Behavioural signs and symptoms:
- If they constantly check their appearance in mirrors
- They compulsively pick at their skin
- Taking personal grooming to the extremes
- If they have severe emotional distress
- They exhibit harmful behaviour
- Obsessed with exercising
- If they abuse steroids
- Overusing makeup
- They constantly put themselves down
- Constantly seek reassurance or validation from others
- They turn to cosmetic medical procedures to fix their perceived flaws
- They express dissatisfaction with existing cosmetic medical procedures
- Withdrawing from social activities
- Skipping school or work to avoid social interaction
- If they stop spending time with friends and family, or develop social anxiety
- If their skin is damaged due to compulsive picking
- They have muscle damage due to excessive exercise
- Extreme weight loss
- If they make obsessive physical comparisons of themselves and others
- They’re preoccupied with physical flaws that are not visible to others
- They have low self-esteem
- If they always see themselves as ‘ugly’
- Constantly feeling shame
- Regularly having anxiety
- If they have neuroticism
- They suffer from delusions
Effects of Body Dysmorphic Disorder
Besides the strong negative mental impact of body dysmorphic disorder, it can also create more havoc in your life.

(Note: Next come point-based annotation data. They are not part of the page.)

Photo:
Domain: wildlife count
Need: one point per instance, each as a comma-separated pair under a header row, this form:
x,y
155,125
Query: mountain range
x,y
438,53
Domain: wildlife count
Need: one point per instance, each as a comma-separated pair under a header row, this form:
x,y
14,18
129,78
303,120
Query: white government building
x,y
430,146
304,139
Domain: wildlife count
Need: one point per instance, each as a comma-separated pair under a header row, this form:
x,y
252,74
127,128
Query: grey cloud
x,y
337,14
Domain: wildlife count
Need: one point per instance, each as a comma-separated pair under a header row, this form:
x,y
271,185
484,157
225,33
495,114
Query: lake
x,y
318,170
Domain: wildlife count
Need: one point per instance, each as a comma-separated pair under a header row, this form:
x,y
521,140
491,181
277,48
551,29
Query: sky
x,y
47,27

It doesn’t sound serious to not partake in social activity and be a homebody, but when taken to the extremes, it can have serious impacts such as:
- Strain or destruction of friendships
- Discord amongst family members at home
- Disruption of romantic relationships
- Decrease in academic performance
- Quitting school
- Difficulty to get or keep a job
- Poor performance at work
- Financial struggles
- Substance abuse
- Substance addiction
- Self-harm while alone
- Suicidal thoughts
It can also cause the onset of other mental health problems like:
- Major depressive disorder
- Eating disorders
- Social anxiety disorder
- Substance use disorders
- Obsessive-compulsive disorder (OCD)
What to Do If You Think Someone You Care About Has Body Dysmorphic Disorder
You might not be able to prevent body dysmorphic disorder, but you can help yourself or your loved ones stay healthy and reduce their risk of developing body dysmorphia by:
- Doing relaxation and breathing exercises to relieve stress
- Learning mindfulness exercises to help relieve anxiety and low emotions
- Trying something new to improve mental wellbeing
- Organising get-togethers with friends and family to be surrounded by loved ones
- Discussing and promoting a healthy and realistic body image
- Seeking treatment when there are clear signs of body dysmorphic disorder
- Creating a safe and supportive environment to deal with the struggles of body dysmorphic disorder
Body Dysmorphic Disorder Treatment
If you or someone you know has body dysmorphic disorder and needs treatment, here are some options:
- Cognitive behavioural therapy: To change the way you think and lessen your compulsive behaviour
- Exposure and response prevention: To learn that your view of yourself may not be accurate
- Group therapy: To get validation, understanding and support
- Medication: In serious cases, antidepressants may be used to treat body dysmorphic disorder
What We Can Do Collectively to Reduce Body Dysmorphic Disorder
On top of all the preventative and supportive actions you can take to help or prevent body dysmorphic disorder, you can also dig deep to find ways that will help you learn to love yourself. This can be as simple as trying something new and indulging in your hobbies.
You may also want to learn about your DNA to understand your natural body shape and structure to form a greater appreciation and understanding for your body.
Together, we can spread body positivity and help reduce the risk of developing body dysmorphic disorder globally.